One of the great problems with such a prolonged campaign is that someone who appears to be a virtual lock in the early stages turns into a total non-factor by the time the actual election occurs--hello and goodbye, Howard Dean. The potential for a timebomb to appear at a strategic time is also increased--witness Swift Boat Veterans for Truth or Dan Rather's accounting of GWB's Vietnam record. There is always the possibility for similar things in a Canadian election cycle, of course, but the compressed timeframe means that we're not subjected to multiple variations of the same theme ad nauseum. Thirdly, there are relatively few things that are discussed at a YouTube debate in August 2007 that are likely to still be resonating in the minds of voters by the time November 2008 rolls around. It's merely preliminary verbal jousting for months on end that does little to establish long-term positioning, especially in this, the era of "the flip-flop."
However, the primary season is almost upon us, and that means it is time to start paying attention. What is said in the next few weeks will determine where the Democratic and Republican bases park their votes. True frontrunners are likely to emerge in the next 50 days, while players that were playing well previously will be compelled to throw their weight behind others that have a genuine shot at winning their party's nomination. The mid-carders will start dropping off shortly, and the high-profile main eventers will have a greater number of even more intense spotlights shining on them. That means tough choices for a number of candidates, and that means the intrigue and interest will certainly be picking up.

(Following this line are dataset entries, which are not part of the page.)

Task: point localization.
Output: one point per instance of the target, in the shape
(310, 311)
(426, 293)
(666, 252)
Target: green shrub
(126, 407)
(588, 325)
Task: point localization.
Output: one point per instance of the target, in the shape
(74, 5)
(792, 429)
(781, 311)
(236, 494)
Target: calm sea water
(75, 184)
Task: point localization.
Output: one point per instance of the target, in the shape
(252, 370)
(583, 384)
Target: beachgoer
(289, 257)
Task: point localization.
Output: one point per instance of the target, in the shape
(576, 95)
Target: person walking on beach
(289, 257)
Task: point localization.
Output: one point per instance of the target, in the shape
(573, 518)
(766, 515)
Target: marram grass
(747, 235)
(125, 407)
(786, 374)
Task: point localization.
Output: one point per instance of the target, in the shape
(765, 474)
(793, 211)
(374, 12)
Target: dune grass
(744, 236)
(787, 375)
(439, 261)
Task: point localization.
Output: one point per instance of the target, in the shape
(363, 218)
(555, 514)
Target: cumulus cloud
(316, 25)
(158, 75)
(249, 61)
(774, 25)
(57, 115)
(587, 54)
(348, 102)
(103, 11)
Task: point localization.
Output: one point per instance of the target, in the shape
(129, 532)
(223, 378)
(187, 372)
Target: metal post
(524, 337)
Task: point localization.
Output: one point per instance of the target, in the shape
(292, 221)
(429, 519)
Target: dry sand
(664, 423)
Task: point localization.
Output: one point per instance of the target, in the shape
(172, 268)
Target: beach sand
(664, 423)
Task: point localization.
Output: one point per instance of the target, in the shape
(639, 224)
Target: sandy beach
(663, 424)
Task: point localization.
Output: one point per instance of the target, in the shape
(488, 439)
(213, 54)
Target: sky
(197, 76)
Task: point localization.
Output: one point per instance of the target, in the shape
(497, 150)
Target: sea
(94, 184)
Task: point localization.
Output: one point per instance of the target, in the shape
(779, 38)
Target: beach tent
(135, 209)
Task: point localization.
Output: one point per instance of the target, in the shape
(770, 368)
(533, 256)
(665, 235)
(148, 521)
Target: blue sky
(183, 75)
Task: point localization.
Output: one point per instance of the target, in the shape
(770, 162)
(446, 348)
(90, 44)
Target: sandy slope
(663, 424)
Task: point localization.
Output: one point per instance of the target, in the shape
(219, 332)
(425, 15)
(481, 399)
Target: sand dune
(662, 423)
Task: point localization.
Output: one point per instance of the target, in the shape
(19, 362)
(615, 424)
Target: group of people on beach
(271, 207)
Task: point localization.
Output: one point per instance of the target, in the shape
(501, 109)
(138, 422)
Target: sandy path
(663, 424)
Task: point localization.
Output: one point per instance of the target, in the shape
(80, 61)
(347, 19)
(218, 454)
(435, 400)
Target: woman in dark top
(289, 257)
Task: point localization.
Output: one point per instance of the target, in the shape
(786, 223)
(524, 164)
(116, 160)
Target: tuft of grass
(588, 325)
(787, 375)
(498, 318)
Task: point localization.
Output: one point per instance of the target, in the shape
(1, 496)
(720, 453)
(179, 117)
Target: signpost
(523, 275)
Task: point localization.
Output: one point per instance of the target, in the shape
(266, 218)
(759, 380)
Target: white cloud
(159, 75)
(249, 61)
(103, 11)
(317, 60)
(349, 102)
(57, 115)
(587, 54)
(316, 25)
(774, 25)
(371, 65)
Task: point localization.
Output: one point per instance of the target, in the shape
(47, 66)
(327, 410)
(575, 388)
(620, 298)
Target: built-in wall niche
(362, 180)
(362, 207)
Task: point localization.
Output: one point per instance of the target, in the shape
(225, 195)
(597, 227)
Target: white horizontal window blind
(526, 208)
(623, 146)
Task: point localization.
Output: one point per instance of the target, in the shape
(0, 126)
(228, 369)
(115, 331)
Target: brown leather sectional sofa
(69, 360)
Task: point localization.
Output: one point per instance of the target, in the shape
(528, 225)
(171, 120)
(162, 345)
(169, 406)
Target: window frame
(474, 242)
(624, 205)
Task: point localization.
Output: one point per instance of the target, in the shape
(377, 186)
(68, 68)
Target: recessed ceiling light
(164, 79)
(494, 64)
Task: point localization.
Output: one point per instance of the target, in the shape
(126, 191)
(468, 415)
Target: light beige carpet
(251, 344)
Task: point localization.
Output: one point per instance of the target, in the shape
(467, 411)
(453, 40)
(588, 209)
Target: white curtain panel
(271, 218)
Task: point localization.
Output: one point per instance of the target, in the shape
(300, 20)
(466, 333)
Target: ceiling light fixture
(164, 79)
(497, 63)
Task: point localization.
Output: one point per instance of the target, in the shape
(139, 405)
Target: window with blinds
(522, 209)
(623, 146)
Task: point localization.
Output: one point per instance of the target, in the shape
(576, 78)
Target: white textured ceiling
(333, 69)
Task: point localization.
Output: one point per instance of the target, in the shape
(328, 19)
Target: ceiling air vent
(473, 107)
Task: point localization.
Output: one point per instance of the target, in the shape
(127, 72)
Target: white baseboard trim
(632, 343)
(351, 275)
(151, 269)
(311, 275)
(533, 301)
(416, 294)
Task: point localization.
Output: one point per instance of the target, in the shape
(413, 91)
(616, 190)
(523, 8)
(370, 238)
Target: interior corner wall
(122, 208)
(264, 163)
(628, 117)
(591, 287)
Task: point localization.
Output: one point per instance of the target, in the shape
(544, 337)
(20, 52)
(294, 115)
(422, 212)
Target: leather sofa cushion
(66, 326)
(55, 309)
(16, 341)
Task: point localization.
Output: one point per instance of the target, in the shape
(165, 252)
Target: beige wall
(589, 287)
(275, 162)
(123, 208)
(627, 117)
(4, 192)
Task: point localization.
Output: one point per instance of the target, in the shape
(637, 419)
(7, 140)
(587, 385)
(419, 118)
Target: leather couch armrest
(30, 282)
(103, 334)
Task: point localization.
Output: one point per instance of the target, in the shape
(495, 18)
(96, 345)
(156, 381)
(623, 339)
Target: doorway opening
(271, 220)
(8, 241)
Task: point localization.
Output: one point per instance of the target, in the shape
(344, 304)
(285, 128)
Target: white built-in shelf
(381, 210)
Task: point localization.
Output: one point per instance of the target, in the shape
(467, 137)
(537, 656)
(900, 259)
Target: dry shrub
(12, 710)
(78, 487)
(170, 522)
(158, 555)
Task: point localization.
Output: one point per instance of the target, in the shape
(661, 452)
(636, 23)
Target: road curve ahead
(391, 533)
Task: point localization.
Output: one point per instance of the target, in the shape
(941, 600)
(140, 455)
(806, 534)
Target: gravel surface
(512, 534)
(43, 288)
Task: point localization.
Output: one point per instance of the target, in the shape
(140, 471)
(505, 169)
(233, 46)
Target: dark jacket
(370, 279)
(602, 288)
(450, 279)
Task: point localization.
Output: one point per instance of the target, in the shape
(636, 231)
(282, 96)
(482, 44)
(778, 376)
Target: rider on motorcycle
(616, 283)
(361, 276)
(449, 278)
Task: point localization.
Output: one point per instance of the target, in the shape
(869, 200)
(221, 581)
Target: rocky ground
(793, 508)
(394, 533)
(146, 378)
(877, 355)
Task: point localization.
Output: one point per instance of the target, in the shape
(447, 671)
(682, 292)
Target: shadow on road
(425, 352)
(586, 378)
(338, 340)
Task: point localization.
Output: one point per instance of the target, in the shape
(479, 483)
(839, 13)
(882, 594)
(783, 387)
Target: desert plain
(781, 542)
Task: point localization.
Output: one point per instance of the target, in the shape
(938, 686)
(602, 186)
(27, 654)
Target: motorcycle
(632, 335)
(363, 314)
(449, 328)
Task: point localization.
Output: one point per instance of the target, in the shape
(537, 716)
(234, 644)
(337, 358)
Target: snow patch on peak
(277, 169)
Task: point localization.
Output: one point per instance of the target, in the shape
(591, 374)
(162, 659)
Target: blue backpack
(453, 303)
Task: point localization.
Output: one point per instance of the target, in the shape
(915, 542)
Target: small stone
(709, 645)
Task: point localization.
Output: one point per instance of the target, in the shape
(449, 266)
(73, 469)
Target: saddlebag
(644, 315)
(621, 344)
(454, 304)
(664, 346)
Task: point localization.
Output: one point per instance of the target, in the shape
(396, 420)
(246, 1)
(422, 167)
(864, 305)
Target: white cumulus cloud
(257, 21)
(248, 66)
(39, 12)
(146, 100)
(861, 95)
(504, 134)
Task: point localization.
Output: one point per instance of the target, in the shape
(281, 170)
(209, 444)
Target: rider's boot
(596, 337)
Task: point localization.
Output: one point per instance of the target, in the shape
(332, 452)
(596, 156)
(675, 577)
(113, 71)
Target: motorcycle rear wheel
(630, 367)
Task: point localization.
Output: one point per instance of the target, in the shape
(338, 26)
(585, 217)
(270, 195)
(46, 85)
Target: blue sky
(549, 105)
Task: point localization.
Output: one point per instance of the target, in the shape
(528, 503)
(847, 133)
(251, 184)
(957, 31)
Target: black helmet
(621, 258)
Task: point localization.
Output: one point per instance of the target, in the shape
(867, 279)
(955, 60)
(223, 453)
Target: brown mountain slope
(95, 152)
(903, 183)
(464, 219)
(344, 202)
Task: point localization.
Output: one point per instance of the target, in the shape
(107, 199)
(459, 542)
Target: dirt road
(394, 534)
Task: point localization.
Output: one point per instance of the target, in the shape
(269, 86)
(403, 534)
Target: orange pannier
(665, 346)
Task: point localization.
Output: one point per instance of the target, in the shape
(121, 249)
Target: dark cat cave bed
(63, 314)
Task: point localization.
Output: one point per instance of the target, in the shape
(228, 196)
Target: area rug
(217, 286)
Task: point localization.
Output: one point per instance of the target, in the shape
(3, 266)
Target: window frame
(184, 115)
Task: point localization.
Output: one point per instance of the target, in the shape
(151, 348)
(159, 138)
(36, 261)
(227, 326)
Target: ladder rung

Off the start, let me say that I am quite likely to be supporting a Democrat for 2008 unless either John McCain or Rudy Giuliani take the Republican nomination. There are a number of shortcomings facing the other Republican candidates that almost instantly disqualify them in my eyes. I cannot reasonably support a candidate who says such things as, and I'm paraphrasing here, "While Mitt Romney was promising to do more for gay rights than Ted Kennedy, I was moving in the opposition direction." It's unfathomable to me that a candidate for President of the United States would be proud to say that he was moving to deny a group of people rights--and of course, Romney himself no longer supports gay rights for Americans. With so many of the Republican candidates pandering to the religious right, they're alienating themselves from people like me who believe, to borrow Irwin Cotler's term, "a right is a right is a right." Other major issues for me include:
* Foreign Policy - I'll be looking for positions regarding the continuance of the Bush Doctrine, seeing who adopts what and who seeks to be the un-Bush when it comes to America's strategic role and primacy in the world. The candidate who articulates the strongest vision for American leadership, victory in Iraq and the broader War on Terror and Tyranny, ending genocide and human suffering, counter- and nonproliferation of WMDs, and the remaking of the system of international institutions is likely to earn my support.
* Domestic Policy - though I like my American leaders to largely follow the principle of the imperial presidency and leave the domestic agenda largely to Congress (and let's be honest here, being Canadian, what Americans do within their own borders is less relevant than what they do beyond them), there are some initiatives I would like to see. Someone has to reasonably tackle the challenge of increasing violence in the United States--against women, among gangs, as a result of drug trafficking, and otherwise. There's the looming Social Security and Medicaid crises. Education is another big issue. Homeland security and intelligence reform.
There's a lot going on in America that will be relevant and pertinent to a successful candidate for 2008. I'm looking forward to seeing who emerges in the coming weeks and months.